Okay. Another thing then, the outsourcing of the processing of speciality birds at the [ KronfĂĄgel ] plant. What is the margin impact? Can you more quantify that? And also, you said that it's expected from 2019, but you take the charge now. So what about the second half of '18?
That might be -- it's a small impact towards the end of the year, but we haven't given any specific number for what will be the savings. But this is -- there's a good return on this decision. So -- and we are confident that we will see an improvement from the beginning of the year next year, and there might even be a little bit of an upside towards the end of the year. But that is clearly positive.
But you can't quantify the margin impact?
No, we haven't done so. Of course, we have a number that we anticipate, but we have not communicated that into the call. So -- well, I can't really give it here either.
Okay. And then another margin impact then from the ready-to-eat plant in Denmark, which will then be up and running now soon. Can you quantify that effect on your profitability?
Well, it is a significant capacity expansion, and we are working on getting additional clients to sell this product that we now have capacity to serve. And that we anticipate to develop over the next couple of years. So we will be filling this additional production line. It is soon going to be up and running. We have talked to a number of clients to improve sales, but we haven't been giving any information about exactly when do we see these clients coming onboard. But it is clearly so that this area is relatively more profitable compared to, let's say, the meat production we have in Denmark. So we do anticipate that this will over time -- will have a positive impact to the margin and also will imply a more stable marketing development over time. In terms of the profitability that one should expect from the Danish business, what we are sort of delivering sort of into the past historically is that one should sort of expect over time to see EBIT margins in the level of 4% to 5%. In this quarter, we are lower at 3.2%, relating to sort of these investments in the new concept that we are putting through at the moment.

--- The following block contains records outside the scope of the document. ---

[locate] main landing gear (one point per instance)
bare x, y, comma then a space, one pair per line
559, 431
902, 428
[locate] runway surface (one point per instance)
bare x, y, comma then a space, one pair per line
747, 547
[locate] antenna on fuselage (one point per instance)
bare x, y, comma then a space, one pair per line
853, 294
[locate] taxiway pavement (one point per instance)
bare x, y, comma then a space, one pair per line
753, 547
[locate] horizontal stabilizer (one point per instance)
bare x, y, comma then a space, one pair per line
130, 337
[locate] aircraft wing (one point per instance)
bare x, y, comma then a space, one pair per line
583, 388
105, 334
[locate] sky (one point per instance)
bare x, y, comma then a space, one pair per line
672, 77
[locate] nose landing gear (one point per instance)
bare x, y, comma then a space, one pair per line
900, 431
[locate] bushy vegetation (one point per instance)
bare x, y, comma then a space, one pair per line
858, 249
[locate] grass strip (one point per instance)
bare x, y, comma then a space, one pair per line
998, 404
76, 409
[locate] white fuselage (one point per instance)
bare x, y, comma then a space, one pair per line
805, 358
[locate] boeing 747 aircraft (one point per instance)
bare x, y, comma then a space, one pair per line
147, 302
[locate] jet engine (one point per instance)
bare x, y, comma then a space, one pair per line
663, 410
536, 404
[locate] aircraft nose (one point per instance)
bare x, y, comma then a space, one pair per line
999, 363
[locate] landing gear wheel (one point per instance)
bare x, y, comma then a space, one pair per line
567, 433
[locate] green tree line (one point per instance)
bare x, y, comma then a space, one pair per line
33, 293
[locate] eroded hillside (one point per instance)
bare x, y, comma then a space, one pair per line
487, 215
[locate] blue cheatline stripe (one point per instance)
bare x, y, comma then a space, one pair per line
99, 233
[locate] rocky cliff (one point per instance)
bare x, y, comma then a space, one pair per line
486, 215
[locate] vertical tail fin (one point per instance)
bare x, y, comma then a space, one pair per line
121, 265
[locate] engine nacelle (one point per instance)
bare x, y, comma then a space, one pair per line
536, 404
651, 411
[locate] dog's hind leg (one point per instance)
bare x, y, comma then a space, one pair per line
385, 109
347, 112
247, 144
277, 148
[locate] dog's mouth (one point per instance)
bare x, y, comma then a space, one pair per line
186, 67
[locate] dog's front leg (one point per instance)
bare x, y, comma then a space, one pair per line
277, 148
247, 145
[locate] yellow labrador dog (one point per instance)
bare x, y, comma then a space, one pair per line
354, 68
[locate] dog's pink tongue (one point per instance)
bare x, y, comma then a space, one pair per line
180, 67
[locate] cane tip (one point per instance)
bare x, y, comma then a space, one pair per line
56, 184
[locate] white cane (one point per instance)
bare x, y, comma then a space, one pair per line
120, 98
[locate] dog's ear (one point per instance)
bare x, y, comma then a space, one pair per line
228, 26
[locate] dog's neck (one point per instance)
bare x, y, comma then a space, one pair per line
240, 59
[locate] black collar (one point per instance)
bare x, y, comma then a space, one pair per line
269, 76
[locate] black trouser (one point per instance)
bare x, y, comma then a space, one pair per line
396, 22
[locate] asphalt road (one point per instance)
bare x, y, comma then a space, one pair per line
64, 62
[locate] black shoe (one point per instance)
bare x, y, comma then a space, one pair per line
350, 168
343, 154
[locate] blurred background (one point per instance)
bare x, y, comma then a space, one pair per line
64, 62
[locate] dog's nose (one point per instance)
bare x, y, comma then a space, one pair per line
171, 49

Okay. And final question from me. On the net financials, could you perhaps strip out the different components here and give us some sort of guidance going forward? I mean, it's quite high and doesn't really add up if you just look at interest rates that you are paying. So could you strip out the contingent liabilities, for instance, here?
Yes, the effect of the adjustments relating to the contingent liabilities is SEK 11 million in this quarter. The effect of that going forward should rather be somewhere between SEK 3 million and SEK 4 million. That will take you back to the 3% to 3.5% of net interest-bearing debt guidance that we have. So if you adjust for those, SEK 11 million.
Okay. So you mean, as of Q3, it should be around SEK 3 million to SEK 4 million rather?
Yes.
[Operator Instructions] So we have no further questions. I'll hand the call back to Leif.
All right. Thank you, everybody, thanks for the good questions, and have a good day. Bye-bye.
This concludes today's call. Thank you all for dialing in, and we hope you enjoy the rest of your day.